You are viewing a plain text version of this content. The canonical link for it is here.
Posted to user@crunch.apache.org by Danny Morgan <un...@hotmail.com> on 2015/01/13 22:11:27 UTC

Planning Optimization for Sort

Hi Everyone,
I have a crunch job that reads some data from s3 and applies a simple MapFn and then does a total order sort.
PCollection<String> rawdata = readTextFile("s3n://data");PCollection<String> data = rawdata.parallelDo(new myMapFn());Sort.sort(data); 
I noticed that Sort from the sort library works in two phases the former being called the presort phase. When I execute this pipeline as is the data is read and transformed three times, the first time to generate the PCollections, second time for the presort phase, and third for the final sort.
The snippet below ends up only reading the data from s3 once.
PCollection<String> rawdata = readTextFile("s3n://data");PCollection<String> data = rawdata.parallelDo(new myMapFn());data.cache();pipeline.run();Sort.sort(data);
Might be a crunch planner optimization opportunity?
Thanks!
Danny 		 	   		  

RE: Planning Optimization for Sort

Posted by Danny Morgan <un...@hotmail.com>.
Yes you are right I write "data" out at some point later as well.
Rerunning the MapFn is also kind of expensive, maybe instead of doing it based on the Source some interface similar to scaleFactor() in the MapFn?
Danny 
From: jwills@cloudera.com
Date: Tue, 13 Jan 2015 13:36:56 -0800
Subject: Re: Planning Optimization for Sort
To: user@crunch.apache.org

I counted two reads of the first job instead of three-- are you writing out the "data" PCollection as part of the job as well?
Trying to think of how I would want to communicate the fact that the s3 read is slow/expensive to the planner; maybe a bit on Source that could be used to signal an expensive source that should only ever be read once?
On Tue, Jan 13, 2015 at 1:11 PM, Danny Morgan <un...@hotmail.com> wrote:



Hi Everyone,
I have a crunch job that reads some data from s3 and applies a simple MapFn and then does a total order sort.
PCollection<String> rawdata = readTextFile("s3n://data");PCollection<String> data = rawdata.parallelDo(new myMapFn());Sort.sort(data); 
I noticed that Sort from the sort library works in two phases the former being called the presort phase.
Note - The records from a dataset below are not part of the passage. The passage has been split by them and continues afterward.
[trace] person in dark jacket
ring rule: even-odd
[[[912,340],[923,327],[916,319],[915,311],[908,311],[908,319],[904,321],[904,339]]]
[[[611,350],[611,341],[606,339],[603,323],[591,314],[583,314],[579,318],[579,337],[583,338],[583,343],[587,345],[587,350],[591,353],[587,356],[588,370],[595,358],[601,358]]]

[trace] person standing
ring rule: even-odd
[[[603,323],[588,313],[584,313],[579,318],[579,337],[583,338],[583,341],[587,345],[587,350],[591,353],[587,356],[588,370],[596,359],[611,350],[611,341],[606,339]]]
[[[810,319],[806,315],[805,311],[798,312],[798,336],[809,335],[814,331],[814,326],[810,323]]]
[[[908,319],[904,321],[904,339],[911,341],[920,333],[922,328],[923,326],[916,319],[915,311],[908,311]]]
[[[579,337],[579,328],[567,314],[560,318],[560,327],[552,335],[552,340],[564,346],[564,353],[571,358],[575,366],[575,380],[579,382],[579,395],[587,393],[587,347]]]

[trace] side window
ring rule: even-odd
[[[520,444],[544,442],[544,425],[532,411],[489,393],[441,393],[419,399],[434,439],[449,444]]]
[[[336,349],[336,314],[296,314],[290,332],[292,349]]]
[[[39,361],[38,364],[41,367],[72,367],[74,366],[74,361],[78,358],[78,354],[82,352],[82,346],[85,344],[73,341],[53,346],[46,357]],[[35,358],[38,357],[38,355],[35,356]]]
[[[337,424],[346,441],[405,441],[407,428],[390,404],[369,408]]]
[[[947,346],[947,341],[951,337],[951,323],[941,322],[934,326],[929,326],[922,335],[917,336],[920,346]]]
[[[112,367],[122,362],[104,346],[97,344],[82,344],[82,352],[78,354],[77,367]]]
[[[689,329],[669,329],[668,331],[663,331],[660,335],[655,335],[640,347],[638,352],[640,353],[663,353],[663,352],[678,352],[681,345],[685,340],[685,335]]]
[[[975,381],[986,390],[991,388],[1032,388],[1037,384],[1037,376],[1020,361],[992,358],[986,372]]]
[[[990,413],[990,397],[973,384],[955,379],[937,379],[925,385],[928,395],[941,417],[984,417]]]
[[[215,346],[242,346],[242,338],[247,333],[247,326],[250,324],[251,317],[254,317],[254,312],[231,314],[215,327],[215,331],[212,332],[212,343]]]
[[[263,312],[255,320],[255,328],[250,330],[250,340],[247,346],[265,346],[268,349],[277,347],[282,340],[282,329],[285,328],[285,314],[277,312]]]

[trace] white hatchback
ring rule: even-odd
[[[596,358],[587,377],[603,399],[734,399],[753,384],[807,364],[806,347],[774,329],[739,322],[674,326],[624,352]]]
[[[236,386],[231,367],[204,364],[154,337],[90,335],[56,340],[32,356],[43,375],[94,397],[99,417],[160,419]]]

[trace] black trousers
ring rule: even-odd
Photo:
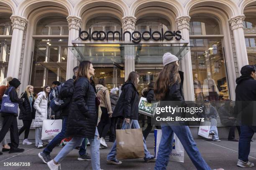
[[[100,107],[102,114],[100,118],[100,121],[99,123],[97,128],[99,131],[100,138],[105,138],[107,135],[108,131],[109,130],[111,123],[111,121],[108,114],[108,110],[106,108]]]
[[[240,130],[240,127],[239,126],[231,126],[230,127],[230,129],[229,129],[229,133],[228,133],[228,140],[231,140],[235,139],[235,130],[236,130],[236,128],[237,128],[237,130],[238,131],[239,136],[240,136],[240,134],[241,134],[241,130]]]
[[[13,147],[18,148],[20,140],[16,116],[10,115],[4,117],[3,128],[0,131],[0,142],[5,138],[9,129],[11,143]],[[10,146],[11,147],[12,146]]]
[[[25,130],[25,134],[24,135],[24,139],[28,139],[28,134],[29,134],[29,130],[30,130],[30,126],[32,123],[32,119],[31,120],[22,120],[23,122],[23,126],[20,129],[19,131],[19,136]]]
[[[146,128],[142,132],[143,136],[145,140],[154,125],[151,125],[151,117],[150,116],[147,116],[147,122],[148,125]],[[157,129],[161,129],[161,127],[160,126],[156,126],[156,127]]]

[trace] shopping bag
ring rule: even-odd
[[[155,129],[154,136],[155,137],[154,147],[155,157],[157,158],[159,145],[162,137],[162,130],[161,129]],[[184,148],[175,133],[173,138],[172,150],[170,154],[169,160],[179,162],[184,162]]]
[[[115,130],[118,159],[144,157],[142,129]]]
[[[61,119],[44,120],[41,139],[53,139],[61,132],[62,128],[62,120]]]
[[[204,122],[201,122],[198,130],[198,135],[207,139],[212,139],[212,136],[210,134],[210,128],[211,122],[210,121],[205,120]]]
[[[141,97],[139,103],[138,112],[140,113],[154,117],[156,114],[158,102],[149,103],[147,99]]]

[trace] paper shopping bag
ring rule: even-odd
[[[157,158],[159,149],[159,145],[162,137],[162,130],[161,129],[155,129],[154,130],[155,143],[154,149],[155,157]],[[174,133],[172,144],[172,150],[170,154],[169,160],[180,162],[184,162],[184,148],[177,136]]]
[[[43,122],[42,128],[42,140],[53,139],[61,131],[62,120],[46,120]]]
[[[116,130],[115,131],[118,159],[144,157],[141,129]]]
[[[198,130],[198,135],[207,139],[212,139],[212,136],[210,134],[210,128],[211,122],[208,120],[201,122]]]

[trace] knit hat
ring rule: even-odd
[[[9,82],[9,84],[12,86],[14,87],[15,88],[18,88],[20,84],[20,80],[16,78],[13,78],[11,81]]]
[[[172,54],[170,52],[166,52],[164,54],[163,56],[163,63],[164,66],[165,66],[171,62],[178,61],[179,59],[177,57]]]
[[[246,65],[242,68],[240,72],[243,75],[250,75],[253,71],[256,71],[256,68],[254,65]]]
[[[116,93],[119,90],[119,89],[117,87],[113,88],[110,90],[110,93],[115,94],[116,95]]]

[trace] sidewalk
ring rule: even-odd
[[[154,154],[154,137],[149,136],[147,138],[147,145],[149,151]],[[108,140],[106,140],[108,141]],[[203,140],[196,140],[196,142],[203,157],[212,169],[223,168],[225,170],[235,170],[242,169],[236,166],[238,159],[238,142],[222,140],[220,142]],[[34,142],[34,141],[33,141]],[[22,143],[21,140],[20,143]],[[104,170],[153,170],[154,162],[145,163],[143,158],[122,160],[123,164],[120,165],[108,164],[106,161],[107,155],[109,152],[113,143],[108,142],[108,148],[100,150],[100,165],[101,168]],[[43,149],[37,149],[33,145],[23,145],[20,148],[25,149],[23,153],[11,154],[4,152],[0,156],[0,170],[47,170],[47,165],[42,162],[37,156]],[[90,153],[90,147],[87,147],[87,152]],[[52,158],[62,148],[56,147],[52,154]],[[78,150],[73,150],[61,163],[62,170],[91,170],[90,161],[79,161],[77,160]],[[250,161],[256,164],[256,141],[251,142],[251,146]],[[30,166],[27,167],[4,166],[4,162],[30,162]],[[246,168],[254,170],[256,167]],[[185,154],[184,163],[170,162],[167,170],[195,170],[189,158]]]

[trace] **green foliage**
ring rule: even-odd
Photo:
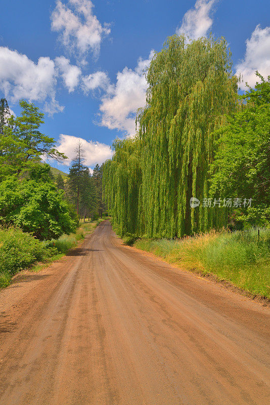
[[[182,268],[211,273],[270,298],[270,229],[211,232],[181,240],[141,239],[135,246]]]
[[[70,233],[75,228],[63,193],[53,183],[15,177],[0,183],[0,220],[40,239]]]
[[[56,178],[56,182],[57,188],[59,188],[60,190],[65,189],[65,182],[60,173],[58,174],[57,177]]]
[[[241,110],[215,133],[218,149],[211,167],[211,192],[222,197],[252,198],[238,220],[270,222],[270,76],[249,88]]]
[[[0,135],[3,135],[4,128],[10,115],[8,102],[5,98],[0,99]]]
[[[68,174],[65,173],[65,172],[62,172],[62,170],[59,170],[56,168],[51,167],[51,171],[54,175],[54,177],[56,178],[59,174],[61,174],[64,180],[67,180]]]
[[[0,137],[0,179],[27,171],[31,162],[39,161],[42,156],[59,161],[66,158],[55,148],[54,138],[39,131],[44,114],[25,100],[21,100],[20,105],[21,116],[12,115],[8,119]]]
[[[230,58],[223,38],[184,35],[155,54],[137,136],[116,141],[104,166],[104,195],[120,235],[172,238],[226,224],[227,210],[191,209],[190,199],[208,197],[212,132],[236,107]]]
[[[105,205],[102,198],[102,177],[104,165],[97,164],[93,170],[93,178],[96,187],[97,210],[100,218],[102,217],[106,210]]]
[[[47,259],[55,251],[20,229],[0,228],[0,287],[8,285],[16,273]]]
[[[68,200],[76,207],[79,218],[93,217],[97,207],[96,189],[89,168],[83,164],[84,150],[80,141],[75,152],[65,185],[66,195]]]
When I execute this pipeline as is the data is read and transformed three times, the first time to generate the PCollections, second time for the presort phase, and third for the final sort.
The snippet below ends up only reading the data from s3 once.
PCollection<String> rawdata = readTextFile("s3n://data");PCollection<String> data = rawdata.parallelDo(new myMapFn());data.cache();pipeline.run();Sort.sort(data);
Might be a crunch planner optimization opportunity?
Thanks!
Danny 		 	   		  


-- 
Director of Data ScienceClouderaTwitter: @josh_wills
 		 	   		  

Re: Planning Optimization for Sort

Posted by Josh Wills <jw...@cloudera.com>.
I counted two reads of the first job instead of three-- are you writing out
the "data" PCollection as part of the job as well?

Trying to think of how I would want to communicate the fact that the s3
read is slow/expensive to the planner; maybe a bit on Source that could be
used to signal an expensive source that should only ever be read once?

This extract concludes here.